Kali Davis-White

Personal information
- Full name: Kali Davis-White
- Nationality: Jamaican, American
- Born: October 27, 1994 (age 31) Lauderdale Lakes, Florida, U.S.

Sport
- Sport: Running, Track and Field
- Event: Sprints
- College team: Tennessee

Achievements and titles
- Personal bests: 60m: 7.28s, Blacksburg, (2016) 100m: 11.27s, Kingston, (2016) 200m: 22.86s, Tallahassee, (2016)

Medal record
Women's athletics
Representing Jamaica
NACAC Under-23 Championship
| Gold medal – first place | 2016 San Salvador | 200 m |
| Silver medal – second place | 2016 San Salvador | 4x100 m relay |

= Kali Davis-White =

American-Jamaican sprinter

Kali Davis-White (born October 27, 1994) is a sprint athlete, who specializes in the 60 meters, 100 meters, and 200 meters.

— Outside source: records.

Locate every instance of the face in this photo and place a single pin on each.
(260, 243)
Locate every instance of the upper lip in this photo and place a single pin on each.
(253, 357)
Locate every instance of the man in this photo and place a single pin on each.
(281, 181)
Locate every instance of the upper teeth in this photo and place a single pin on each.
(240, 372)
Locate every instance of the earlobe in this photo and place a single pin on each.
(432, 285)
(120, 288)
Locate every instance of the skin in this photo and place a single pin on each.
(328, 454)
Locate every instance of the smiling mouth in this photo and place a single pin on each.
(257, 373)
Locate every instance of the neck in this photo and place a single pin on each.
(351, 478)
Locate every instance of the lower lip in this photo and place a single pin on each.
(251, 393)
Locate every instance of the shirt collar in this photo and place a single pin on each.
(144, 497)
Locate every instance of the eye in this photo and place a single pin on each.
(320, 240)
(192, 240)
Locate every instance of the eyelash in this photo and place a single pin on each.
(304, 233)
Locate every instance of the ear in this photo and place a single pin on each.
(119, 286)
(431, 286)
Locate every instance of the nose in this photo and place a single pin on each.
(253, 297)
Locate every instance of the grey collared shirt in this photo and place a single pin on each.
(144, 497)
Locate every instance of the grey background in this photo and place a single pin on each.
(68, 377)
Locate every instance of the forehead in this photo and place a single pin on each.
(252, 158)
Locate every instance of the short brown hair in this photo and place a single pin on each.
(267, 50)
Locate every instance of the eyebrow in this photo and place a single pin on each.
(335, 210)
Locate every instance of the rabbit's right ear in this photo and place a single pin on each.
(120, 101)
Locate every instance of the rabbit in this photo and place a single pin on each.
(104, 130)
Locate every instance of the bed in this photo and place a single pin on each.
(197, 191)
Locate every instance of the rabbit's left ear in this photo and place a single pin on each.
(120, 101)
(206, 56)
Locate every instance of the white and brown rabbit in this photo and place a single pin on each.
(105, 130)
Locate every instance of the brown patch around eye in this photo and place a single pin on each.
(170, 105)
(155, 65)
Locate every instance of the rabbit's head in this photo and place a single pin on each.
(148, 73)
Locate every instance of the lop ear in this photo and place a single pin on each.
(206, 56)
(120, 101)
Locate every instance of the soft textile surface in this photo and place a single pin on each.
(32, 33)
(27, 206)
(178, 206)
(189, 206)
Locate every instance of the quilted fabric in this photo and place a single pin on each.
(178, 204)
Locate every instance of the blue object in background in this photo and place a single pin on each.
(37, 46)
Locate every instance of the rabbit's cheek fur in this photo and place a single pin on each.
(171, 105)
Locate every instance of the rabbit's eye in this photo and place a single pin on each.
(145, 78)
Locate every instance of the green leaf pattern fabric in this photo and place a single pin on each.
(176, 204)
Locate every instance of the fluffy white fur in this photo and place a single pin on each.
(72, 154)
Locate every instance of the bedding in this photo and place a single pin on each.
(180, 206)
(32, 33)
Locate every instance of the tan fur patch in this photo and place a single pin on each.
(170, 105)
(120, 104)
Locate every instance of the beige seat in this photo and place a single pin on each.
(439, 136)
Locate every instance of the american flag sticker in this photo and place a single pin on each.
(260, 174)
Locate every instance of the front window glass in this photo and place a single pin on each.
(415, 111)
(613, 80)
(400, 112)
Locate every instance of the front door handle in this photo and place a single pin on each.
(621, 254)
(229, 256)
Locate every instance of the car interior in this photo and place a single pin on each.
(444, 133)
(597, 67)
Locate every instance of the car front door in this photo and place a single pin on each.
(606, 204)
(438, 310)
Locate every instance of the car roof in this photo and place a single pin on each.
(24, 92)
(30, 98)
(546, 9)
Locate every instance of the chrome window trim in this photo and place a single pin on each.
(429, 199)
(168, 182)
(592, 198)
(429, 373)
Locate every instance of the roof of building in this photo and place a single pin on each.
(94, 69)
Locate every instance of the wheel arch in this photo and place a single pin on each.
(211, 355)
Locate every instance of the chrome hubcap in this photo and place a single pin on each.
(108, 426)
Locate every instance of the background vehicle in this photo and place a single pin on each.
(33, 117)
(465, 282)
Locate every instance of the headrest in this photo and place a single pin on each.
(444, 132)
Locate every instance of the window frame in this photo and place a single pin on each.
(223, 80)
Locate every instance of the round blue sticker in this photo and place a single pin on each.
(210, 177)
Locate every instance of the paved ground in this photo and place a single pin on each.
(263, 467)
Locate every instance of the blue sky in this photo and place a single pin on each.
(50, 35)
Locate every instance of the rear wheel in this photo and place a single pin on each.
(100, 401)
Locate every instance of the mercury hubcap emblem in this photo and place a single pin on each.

She competes for the Tennessee Volunteers.

==Career==

===College===
Kali Davis-White started her college career at Florida State University in the 2014 season. After her sophomore year at Florida State, she transferred to Tennessee where she competed in 2016.

===Professional===
Davis-White was born and competed for the United States as a Junior athlete. She qualified for the 2012 World Junior Championships in the 200 meters for the United States. Both of her parents were born in Jamaica allowing her to compete for either the U.S. or Jamaica. She qualified for Jamaica at the 2016 Olympics in the 200 meters with a time of 22.94 seconds.